No. 138

May is a great month. It allows me to comfortably leave my window wide open. When the golden sun isn’t seeping in with the intermittent breeze, it’s the cool air billowing down across my sheets and over my skin. There’s a lot to be felt and enjoyed in May.

In a computer, everything is recallable all the time, but life is a succession of events that only happen once.

Daft Punk

No. 136

I remember when those older than me would pose the question: “So, what do you want to do with that?, referencing my major, and I would say, “I want to teach”—which is true. I would say it as if to satisfy what they wanted to hear, as a means of reinforcing my confidence. But the more I dwell on my current life standing, the more I realize what I need to do is learn.

I suppose, more than anything, I want to master an art. I want to be uncommonly adept at something - one thing - enough to be called a specialist in it. 

To preface this, I read an essay once where to collect something, say, books, was commensurate to collecting one’s self. A similar principle can be found in something as simple as scanning one’s “likes”. They not only serve as a reflection of one’s interests, but of one’s identity. And in this way, we build ourselves.

When it comes time for me to make a career of something, I want it to incite in me a feeling that cannot be satiated. Sometimes I feel as if I spread myself too thin; I do a lot of things, but I don’t consider myself an expert in any specific one. It would be something I could build a life out of—a microcosm of sorts. But mostly, I want it to be pleasant. 

She & Him - Turn To White

1 week ago

For it is through struggle and sorrow that people are able to participate in one another—the heartlessness of the healthy, well-fed, and unsorrowful person has in it an infinite smugness.

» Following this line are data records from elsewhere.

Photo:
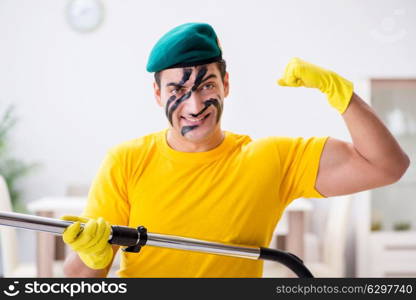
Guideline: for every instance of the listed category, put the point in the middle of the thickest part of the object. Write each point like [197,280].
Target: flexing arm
[74,267]
[373,159]
[93,254]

Steinbeck’s The Log from the Sea of Cortez

No. 133

I began listening to the Arctic Monkeys again. In one of their songs, No Buses, Alex Turner sings the lines:

An ache in your soul, it’s everybody’s goal

To get what they can’t have

—and I believe it. Desire is ubiquitous, is nearly inevitable. I think this is because with desire comes the hope of fulfillment. Desire seems to presuppose fulfillment, and so it seems to presuppose pleasure. 

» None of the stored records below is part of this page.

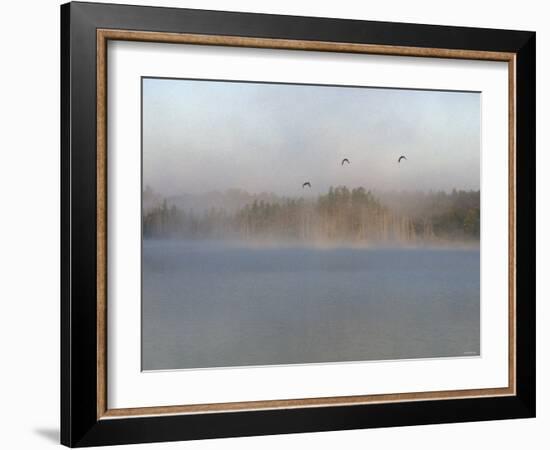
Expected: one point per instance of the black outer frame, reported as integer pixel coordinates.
(79, 424)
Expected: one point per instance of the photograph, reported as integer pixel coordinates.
(292, 223)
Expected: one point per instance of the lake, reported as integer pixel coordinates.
(209, 304)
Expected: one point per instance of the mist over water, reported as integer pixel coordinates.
(206, 304)
(281, 225)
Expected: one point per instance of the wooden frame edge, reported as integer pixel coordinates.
(104, 35)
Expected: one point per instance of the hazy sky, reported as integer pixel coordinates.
(201, 136)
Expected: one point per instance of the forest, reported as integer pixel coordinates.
(341, 215)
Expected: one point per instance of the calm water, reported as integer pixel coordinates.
(210, 305)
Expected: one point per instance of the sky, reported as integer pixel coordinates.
(202, 136)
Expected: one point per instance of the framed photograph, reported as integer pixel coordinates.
(277, 224)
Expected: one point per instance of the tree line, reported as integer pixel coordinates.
(342, 214)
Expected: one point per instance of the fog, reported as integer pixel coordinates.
(208, 136)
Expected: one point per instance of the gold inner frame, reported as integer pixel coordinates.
(103, 36)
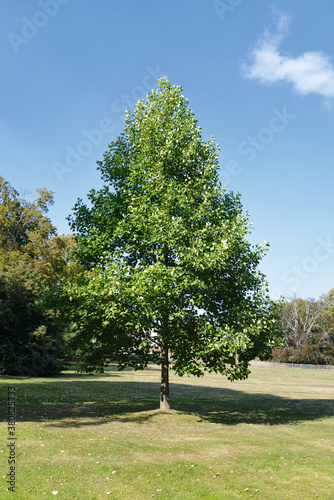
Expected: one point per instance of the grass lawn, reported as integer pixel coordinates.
(100, 436)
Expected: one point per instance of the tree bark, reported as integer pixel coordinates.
(164, 389)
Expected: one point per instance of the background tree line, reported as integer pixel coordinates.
(34, 260)
(159, 270)
(308, 327)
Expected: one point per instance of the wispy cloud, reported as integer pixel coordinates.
(308, 72)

The key word, though, is ’hope’. One of my favorite passages in The Log from the Sea of Cortez is how Steinbeck analogizes genetic mutation with ideological anomaly. He states that survival value is not a prerequisite for mutation; it may help, it may not. Hope functions in a similar way. What is one to believe if they were told that their quality of life may not improve? It’s disheartening. But it does happen on occasion.

However, it must not be forgotten that we’re still here. Hope works. I’d imagine if one is inclined to believe their situation is bound to improve, they’re more apt to take the necessary steps. This is all speculation, of course, of which Steinbeck doesn’t fail to omit.

All I can do now is live in the present moment, and take notice when things are going well. Right now things are going well. To objectify the things that have made life worthwhile for me, there are numerous. But here I’ll enumerate a few: (1) I’m healthy, (2) I have friends that I can count on, and (3) I’m beginning to learn what I deserve.

The more that you talk about a person as a social construction; or as a confluence of forces; or as fragmented; or marginalized, what you do is open up a world of excuses… In short, I think the message here is that we should never simply write ourselves off as the victim of various forces. It’s always our decision who we are.

Robert C. Solomon

No. 130

This is day two with pinkeye, and to be honest it’s quite an interesting sensation: I look in the mirror to see a set of two blood-infused eyeballs, my vision’s slightly blurry and light-sensitive, glazed over by fluid, and my eyelashes feel bound together as if by webbing.

This is the extent of symptoms, though. And it leaves for a pretty dreamy experience. I think I may miss it a little when it’s gone.